A few weeks ago, my youngest one (he turned 3 in May) started stuttering. At first it was cute, but now it's getting a little bit annoying because he gets so annoyed by it. I'm not worried about it, because it seems clear to me that it's part of the disequilibrium phase Ames & Ilg talk about in their 2-year-old and 3-year-old books. It came out of nowhere, and is happening simultaneously with a huge growth spurt (I think he's grown 2 inches in the past two weeks) and a bunch of new skills and a cranky, brittle stage.
Once again, it appears I'm not the only one. Kathy writes:
"My almost 2 ½ year old son has been a really good talker for the last 4 months or so. Vocabulary was going well and he was easy to understand. Then he started stuttering a week and a half ago. He’d just gone through a growth spurt and then began sleeping 5 hours straight and even through the night on occasion (something new for us, and I have no idea if it is related to the stuttering). Then about a week later the stuttering started. At first it was him repeating the word “you” at the beginning of the sentence. Then it was a few more words at the start of sentences. Now it’s all through his speech. We corrected the first couple of days, then found out not to do that, just be patient and talk slowly yourself. The doctor didn’t seem concerned at this point, and said if he is still having trouble at three, then they will review it then.

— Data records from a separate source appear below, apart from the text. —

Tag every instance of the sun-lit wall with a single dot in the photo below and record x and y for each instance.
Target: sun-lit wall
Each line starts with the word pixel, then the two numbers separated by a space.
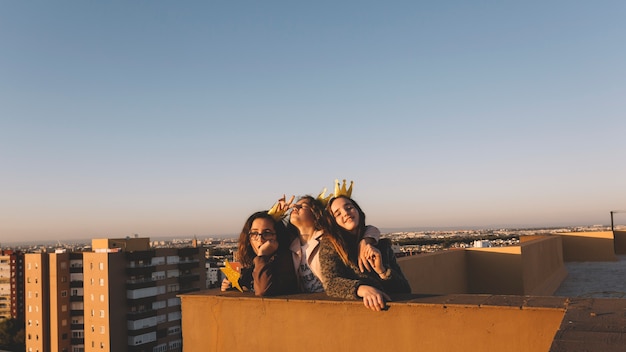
pixel 216 321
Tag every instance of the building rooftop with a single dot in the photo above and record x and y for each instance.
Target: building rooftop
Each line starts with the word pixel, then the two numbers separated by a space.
pixel 594 279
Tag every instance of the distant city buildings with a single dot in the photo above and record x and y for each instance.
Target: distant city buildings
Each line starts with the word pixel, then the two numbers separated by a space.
pixel 121 296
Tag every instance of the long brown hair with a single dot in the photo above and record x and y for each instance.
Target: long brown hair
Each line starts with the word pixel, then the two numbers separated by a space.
pixel 345 242
pixel 319 216
pixel 245 253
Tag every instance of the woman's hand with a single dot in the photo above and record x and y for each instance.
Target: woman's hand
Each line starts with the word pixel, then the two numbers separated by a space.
pixel 370 259
pixel 267 248
pixel 225 285
pixel 373 298
pixel 366 246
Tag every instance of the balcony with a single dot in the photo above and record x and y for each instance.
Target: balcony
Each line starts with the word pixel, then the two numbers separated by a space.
pixel 488 299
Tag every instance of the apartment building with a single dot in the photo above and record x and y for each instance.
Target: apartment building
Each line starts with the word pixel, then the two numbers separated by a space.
pixel 11 284
pixel 121 296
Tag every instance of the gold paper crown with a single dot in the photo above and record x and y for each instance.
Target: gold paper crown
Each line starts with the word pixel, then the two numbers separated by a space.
pixel 323 198
pixel 342 191
pixel 275 213
pixel 232 275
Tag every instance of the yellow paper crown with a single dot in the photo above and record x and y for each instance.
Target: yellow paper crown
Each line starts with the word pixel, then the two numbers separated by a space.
pixel 323 198
pixel 232 275
pixel 342 191
pixel 275 213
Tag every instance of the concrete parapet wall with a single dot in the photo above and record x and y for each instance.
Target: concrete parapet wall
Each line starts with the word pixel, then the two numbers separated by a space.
pixel 215 321
pixel 620 242
pixel 495 270
pixel 534 267
pixel 436 273
pixel 588 246
pixel 543 269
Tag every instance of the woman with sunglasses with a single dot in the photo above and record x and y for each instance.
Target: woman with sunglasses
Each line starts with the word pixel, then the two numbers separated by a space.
pixel 263 251
pixel 308 225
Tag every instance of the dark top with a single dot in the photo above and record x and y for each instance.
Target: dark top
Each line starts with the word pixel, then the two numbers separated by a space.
pixel 341 280
pixel 271 275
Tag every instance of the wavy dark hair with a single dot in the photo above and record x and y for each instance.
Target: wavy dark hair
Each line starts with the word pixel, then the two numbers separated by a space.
pixel 344 241
pixel 317 208
pixel 245 253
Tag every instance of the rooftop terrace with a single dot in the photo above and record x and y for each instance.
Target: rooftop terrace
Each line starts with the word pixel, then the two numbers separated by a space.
pixel 550 293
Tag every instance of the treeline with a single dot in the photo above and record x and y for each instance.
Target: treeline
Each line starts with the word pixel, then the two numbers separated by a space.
pixel 448 241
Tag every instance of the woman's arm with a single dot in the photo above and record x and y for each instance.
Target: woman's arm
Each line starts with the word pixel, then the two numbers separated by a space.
pixel 370 239
pixel 274 275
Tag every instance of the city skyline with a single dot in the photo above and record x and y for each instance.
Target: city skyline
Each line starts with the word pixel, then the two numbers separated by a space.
pixel 166 118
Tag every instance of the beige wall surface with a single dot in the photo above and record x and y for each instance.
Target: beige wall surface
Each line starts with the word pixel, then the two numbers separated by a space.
pixel 588 246
pixel 620 242
pixel 214 321
pixel 534 267
pixel 436 273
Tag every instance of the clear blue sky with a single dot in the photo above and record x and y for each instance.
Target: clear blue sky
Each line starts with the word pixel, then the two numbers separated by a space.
pixel 165 118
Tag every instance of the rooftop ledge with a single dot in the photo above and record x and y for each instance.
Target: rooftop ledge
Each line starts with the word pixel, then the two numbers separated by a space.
pixel 487 299
pixel 232 321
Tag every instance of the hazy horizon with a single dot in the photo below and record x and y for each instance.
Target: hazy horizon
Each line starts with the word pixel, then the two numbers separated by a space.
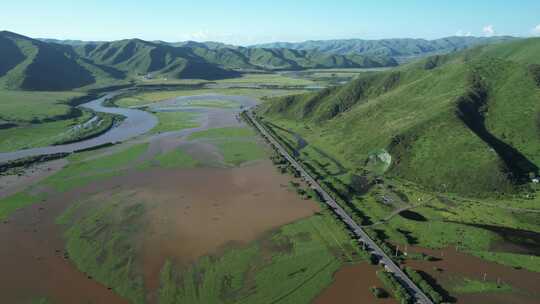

Is it really that normal? He gets so frustrated, and even will hold his chin like he’s trying to stop himself from stuttering. It is really hard to watch. There are times when he will even break down and say he can’t do it. I am looking for any tips on what to do and or expect from this."
It's so normal, but so frustrating, isn't it? To reassure you, it is all about the growth spurts and developmental things. He'll be really smooth at some times and then jerky and clumsy at others. The stuttering is part of that.
I wish I knew what to do to help him. My guy's old enough that he can still make himself understood past the stuttering, but with such a new talker it's a different ballgame. Does anyone have any tips for Kathy to help her and her son get past this phase? I've just been ignoring it, but it also isn't as cumbersome for my not-so-little guy.